I have seen that corruption first-hand. Last year I helped investigate a strange leak: real users' ChatGPT prompts were turning up inside Google Search Console, the report website owners use to track search traffic. I worked on it with the analytics consultant Jason Packer, who published the findings on Quantable, and Ars Technica and a long list of outlets covered it. We traced it to a bugged prompt box that made ChatGPT search almost every time, with a ChatGPT URL leading the queries that Google then tokenized, so websites ranking for those terms saw strangers' private prompts in their dashboards. My own concern at the time, which Ars Technica quoted, was that the leak was contributing to "crocodile mouth" in Search Console, the pattern where impressions spike while clicks dip.
The leak was the visible version of a problem that is now everywhere and impossible to see. AI systems hit Google constantly to ground their answers, fanning a single prompt out into several parallel queries and reading results no human ever lays eyes on.

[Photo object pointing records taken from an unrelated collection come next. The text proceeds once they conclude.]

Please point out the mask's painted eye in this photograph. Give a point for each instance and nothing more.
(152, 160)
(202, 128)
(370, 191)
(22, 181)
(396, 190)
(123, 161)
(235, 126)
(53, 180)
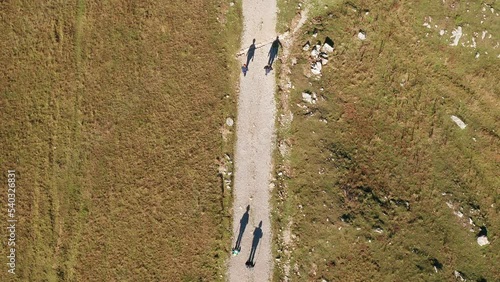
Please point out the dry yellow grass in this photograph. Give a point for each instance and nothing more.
(111, 113)
(365, 193)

Every one of those searches lands as an impression on the pages that rank for it. So when your impressions climb while your clicks do not, that is not rising human demand. A growing share of it is machines searching on someone's behalf and consuming the answer without ever clicking through. You can watch the same distortion in search-trend and keyword-volume data, where the curves climb and stop telling you how much of the demand is even human. Search Console is a noisy, leaky place to read AI behavior, and the instruments most people reach for are measuring a number that AI is busy inflating. Underneath nearly all of this is still web search, with grounding and query fan-out doing the work. Google built AI visibility reporting straight into Search Console, which tells you where it thinks this is heading, but the report shows impressions, not AI clicks. It hands you the number AI inflates and withholds the one that would let you check it.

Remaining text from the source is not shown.